Queue household possession switch will not be wanted. FFmpeg makes use of CONCURRENT for sake of our sanity.
Transition the structure:
cmd->image_barrier( *wrapped_image, vk_frame->structure[0], VK_IMAGE_LAYOUT_SHADER_READ_ONLY_OPTIMAL, VK_PIPELINE_STAGE_COMPUTE_SHADER_BIT /* sem wait stage */, 0, VK_PIPELINE_STAGE_COMPUTE_SHADER_BIT, VK_ACCESS_2_SHADER_SAMPLED_READ_BIT); vk_frame->structure[0] = VK_IMAGE_LAYOUT_SHADER_READ_ONLY_OPTIMAL;
Now, we are able to convert this to RGB as we want.
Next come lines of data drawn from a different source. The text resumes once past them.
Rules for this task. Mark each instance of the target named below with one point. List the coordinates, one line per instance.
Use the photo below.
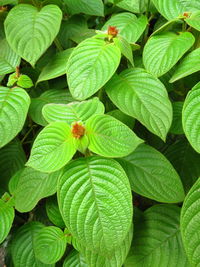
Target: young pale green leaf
(106, 133)
(12, 159)
(152, 175)
(130, 27)
(56, 66)
(157, 239)
(74, 111)
(32, 186)
(53, 212)
(94, 198)
(9, 60)
(194, 20)
(30, 32)
(22, 246)
(131, 5)
(173, 9)
(117, 257)
(90, 7)
(7, 214)
(191, 116)
(190, 224)
(49, 244)
(176, 127)
(74, 259)
(49, 96)
(139, 94)
(185, 160)
(125, 48)
(14, 104)
(188, 65)
(163, 51)
(90, 66)
(52, 148)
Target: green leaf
(157, 240)
(117, 257)
(188, 65)
(173, 9)
(24, 81)
(139, 94)
(49, 244)
(163, 51)
(194, 20)
(130, 5)
(53, 212)
(119, 115)
(74, 111)
(74, 259)
(190, 224)
(125, 48)
(90, 66)
(52, 148)
(56, 66)
(22, 246)
(130, 27)
(14, 104)
(49, 96)
(30, 32)
(94, 198)
(90, 7)
(32, 186)
(190, 117)
(185, 160)
(9, 60)
(152, 175)
(103, 134)
(12, 159)
(7, 214)
(176, 127)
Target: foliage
(100, 133)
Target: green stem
(58, 44)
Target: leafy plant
(99, 133)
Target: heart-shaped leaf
(94, 198)
(22, 246)
(32, 186)
(56, 66)
(151, 175)
(53, 212)
(89, 7)
(49, 244)
(74, 111)
(103, 133)
(130, 27)
(52, 148)
(191, 117)
(163, 51)
(7, 214)
(91, 64)
(9, 60)
(173, 9)
(14, 104)
(190, 224)
(139, 94)
(157, 239)
(74, 259)
(188, 65)
(49, 96)
(28, 29)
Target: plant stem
(58, 44)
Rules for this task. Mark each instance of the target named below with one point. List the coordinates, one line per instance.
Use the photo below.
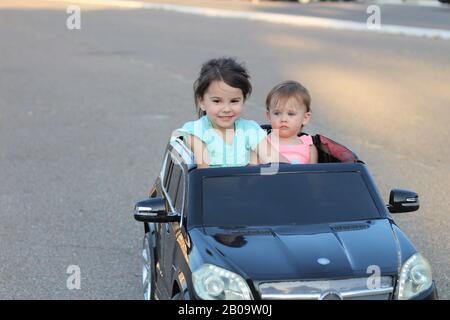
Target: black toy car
(233, 233)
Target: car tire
(148, 269)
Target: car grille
(344, 289)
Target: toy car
(319, 231)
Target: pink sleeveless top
(297, 153)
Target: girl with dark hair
(220, 137)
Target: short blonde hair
(286, 90)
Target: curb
(277, 18)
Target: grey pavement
(85, 116)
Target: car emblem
(323, 261)
(331, 295)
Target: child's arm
(314, 154)
(253, 158)
(200, 152)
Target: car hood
(308, 252)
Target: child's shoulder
(246, 124)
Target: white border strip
(294, 20)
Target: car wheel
(148, 269)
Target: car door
(169, 231)
(161, 228)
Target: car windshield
(286, 198)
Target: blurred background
(86, 111)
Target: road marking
(277, 18)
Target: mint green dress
(248, 135)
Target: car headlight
(214, 283)
(415, 277)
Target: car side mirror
(154, 210)
(403, 201)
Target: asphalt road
(85, 116)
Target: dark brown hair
(224, 69)
(286, 90)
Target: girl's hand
(267, 153)
(198, 147)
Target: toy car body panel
(233, 233)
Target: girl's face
(223, 104)
(288, 118)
I went with an async compute formulation. If this had been a pure video participant we might most likely blit this on to display with some fancy scaling filters.
Once we’re executed, we now have to “launch” the picture again to FFmpeg.
// Launch the picture again to FFmpeg. if (vk_frame->sem[0] != VK_NULL_HANDLE) { vk_frame->sem_value[0] += 1; // vkQueueSubmit(sign = sem[0], worth = sem_value[0]); }
And that’s it!
Take a look at outcomes
I attempted numerous codec configurations to see state of issues.
RADV
- H.264 – 8bit: Works
- H.264 – 10bit: Not supported by {hardware}
- H.265 – 8bit: Works
- H.265 – 10bit: Works
nvidia
- H.264: Damaged
- H.265: Appears to work
ANV
There’s a preliminary department by Airlie once more, however it doesn’t appear to have been up to date for ultimate spec but.
Conclusion
Thrilling occasions for Vulkan video. The API is ridiculously low stage and method too sophisticated for mere graphics programming mortals, which is why having firstclass help in FFmpeg and pals shall be so necessary to make the API usable.